In 4 stagioni all’ombra della Madonnina, con il numero 10 sulle spalle, fa registrare questi numeri: 116 presenze, 22 reti, 35 assist e 6 trofei (1 Serie A, 2 Coppe Italia, 1 Supercoppa Italiana, 1 Champions League e 1 Mondiale per club).

Quel Pallone d’Oro ingiustamente sfumato

Com’è possibile che non abbia vinto il Pallone d’Oro nel 2010? A distanza di 13 anni, in molti se lo chiedono ancora. Ad aggiudicarsi il prestigioso premio individuale fu Lionel Messi, capace di bissare la vittoria dell’anno precedente. Tuttavia non vedere l’olandese nemmeno sul podio, a discapito di Iniesta e Xavi, è sembrato esagerato agli occhi di tifosi ed esperti. Oltre ai trionfi in nerazzurro, riuscì a trascinare la sua Nazionale in finale dei Mondiali, persa ai supplementari contro una super Spagna. Un mancato traguardo assolutamente ingiusto alla luce degli importanti successi a cui contribuì in maniera ineccepibile.
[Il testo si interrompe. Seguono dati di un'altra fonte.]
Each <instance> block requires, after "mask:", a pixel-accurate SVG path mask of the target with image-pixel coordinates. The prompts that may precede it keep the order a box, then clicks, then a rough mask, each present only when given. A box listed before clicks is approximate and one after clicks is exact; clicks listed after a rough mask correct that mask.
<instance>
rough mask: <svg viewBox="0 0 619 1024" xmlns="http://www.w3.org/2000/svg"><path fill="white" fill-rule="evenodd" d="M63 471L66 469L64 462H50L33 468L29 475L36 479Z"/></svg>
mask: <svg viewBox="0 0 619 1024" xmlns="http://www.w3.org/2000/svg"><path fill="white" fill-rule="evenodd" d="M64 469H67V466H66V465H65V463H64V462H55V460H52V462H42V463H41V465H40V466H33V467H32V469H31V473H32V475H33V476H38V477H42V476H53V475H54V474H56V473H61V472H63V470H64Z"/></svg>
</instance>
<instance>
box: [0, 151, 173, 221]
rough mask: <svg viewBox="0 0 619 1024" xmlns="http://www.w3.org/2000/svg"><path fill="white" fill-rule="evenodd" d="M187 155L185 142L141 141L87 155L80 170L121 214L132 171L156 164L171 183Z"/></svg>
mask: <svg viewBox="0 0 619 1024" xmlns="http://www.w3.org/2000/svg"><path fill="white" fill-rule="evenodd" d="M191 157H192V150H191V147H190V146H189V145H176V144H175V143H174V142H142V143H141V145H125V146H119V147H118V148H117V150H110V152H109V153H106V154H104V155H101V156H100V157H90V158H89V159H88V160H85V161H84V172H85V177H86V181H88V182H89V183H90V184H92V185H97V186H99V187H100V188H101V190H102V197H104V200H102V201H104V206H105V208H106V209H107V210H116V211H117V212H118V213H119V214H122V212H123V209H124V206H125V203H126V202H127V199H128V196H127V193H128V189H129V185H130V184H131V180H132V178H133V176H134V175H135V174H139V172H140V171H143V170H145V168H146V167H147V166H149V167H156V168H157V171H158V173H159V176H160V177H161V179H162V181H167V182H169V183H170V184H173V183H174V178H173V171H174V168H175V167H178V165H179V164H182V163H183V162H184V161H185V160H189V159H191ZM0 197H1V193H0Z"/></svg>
Fine carriera tra Turchia, Francia e Qatar

Durante la stagione 2012-13 il suo rapporto con il club nerazzurro si deteriora per una serie di vicende che lo vedono protagonista in negativo. Dapprima una serie di infortuni condizionano il suo rendimento, successivamente alcuni suoi post su Twitter vengono ritenuti inappropriati dai dirigenti, rifiuta di rinnovare il contratto riducendosi l’ingaggio e finisce dunque ai margini della rosa. Così nella finestra di mercato invernale si trasferisce al Galatasaray per 7,5 milioni di euro più bonus. In Turchia si rivede il ‘vecchio Wesley’, capace di dare un fondamentale contributo per la conquista di 8 trofei in 4 stagioni e mezzo. Memorabile il suo gol che estromette la Juventus di Antonio Conte dalla Champions League, all’ultima giornata della fase a gironi, durante l’edizione 2013-14. Dopo ben 46 reti e 45 assist in 175 presenze, si trasferisce in Francia, al Nizza. Qui però non riesce ad affermarsi, complice una condizione fisica ottimale, disputando appena 8 gare in 6 mesi. Conclude la sua rispettabile carriera in Qatar, con la maglia dell’Al-Gharafa, in un campionato tutt’altro che competitivo. Annuncia l’addio al calcio giocato il 12 agosto 2019, a 35 anni.

L’addio al calcio di un numero 10 nerazzurro indimenticabile.